For myself, I think the cause of AI risk reduction, in total and over time, has a worthwhile small-to-medium probability of making an astronomical difference on our civilization's future (and a high probability that the future will be very powerfully shaped by artificial intelligence in a way that can be affected by initial conditions). But the impact of MIRI in particular has to be a far smaller subset of the expected impact of the cause as a whole, in light of its limited scale and capabilities relative to the relevant universes (total AI research, governments, etc), the probability that AI is not close enough for MIRI to be very relevant, the probability that MIRI's approach turns out irrelevant, uncertainty over the sign of effects due to contributions to AI progress, future AI risk efforts/replaceability, and various other drag factors.
ETA: To be clear, I think that MIRI's existence, relative to the counterfactual in which it never existed, has been a good thing and reduced x-risk in my opinion, despite not averting a "medium probability," e.g. 10%, of x-risk.
ETA2: Probabilities matter because there are alternative uses of donations and human capital.

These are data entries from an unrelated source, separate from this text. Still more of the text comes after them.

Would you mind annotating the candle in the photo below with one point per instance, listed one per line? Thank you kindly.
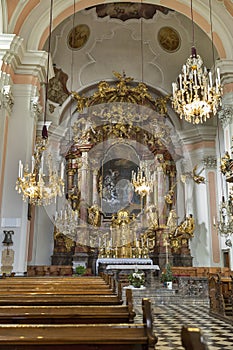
(42, 164)
(210, 79)
(218, 76)
(19, 168)
(195, 77)
(62, 170)
(32, 164)
(180, 77)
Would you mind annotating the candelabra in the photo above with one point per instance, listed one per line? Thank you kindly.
(196, 96)
(36, 186)
(225, 223)
(67, 221)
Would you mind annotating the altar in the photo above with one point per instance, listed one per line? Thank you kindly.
(127, 269)
(102, 263)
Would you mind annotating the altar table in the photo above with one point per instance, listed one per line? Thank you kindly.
(122, 261)
(147, 269)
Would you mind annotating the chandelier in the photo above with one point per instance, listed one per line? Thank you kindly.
(225, 223)
(197, 94)
(67, 221)
(39, 187)
(142, 181)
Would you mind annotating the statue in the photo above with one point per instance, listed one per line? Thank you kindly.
(152, 216)
(169, 196)
(186, 227)
(197, 177)
(172, 221)
(225, 163)
(74, 196)
(94, 215)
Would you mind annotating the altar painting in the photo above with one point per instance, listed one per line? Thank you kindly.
(117, 189)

I have just spent a month in England interacting extensively with the EA movement here. Donors concerned with impact on the long-run future are considering donations to all of the following (all of these are from talks with actual people making concrete short-term choices; in addition to donations, people are also considering career choices post-university):
This Paul Christiano post discusses the virtues of the donor-advised fund/"Fund for the Future" approach; Giving What We Can has already set up a charitable trust to act as a donor-advised fund in the UK, with one coming soon in the US, and Fidelity already offers a standardized donor-advised fund in America (DAFs allow one to claim tax benefits of donation immediately and then allow the donation to compound); there was much discussion this month about the details of setting up a DAF dedicated to far future causes (the main logistical difficulties are setting up the decision criteria, credibility, and maximum protection from taxation and disruption)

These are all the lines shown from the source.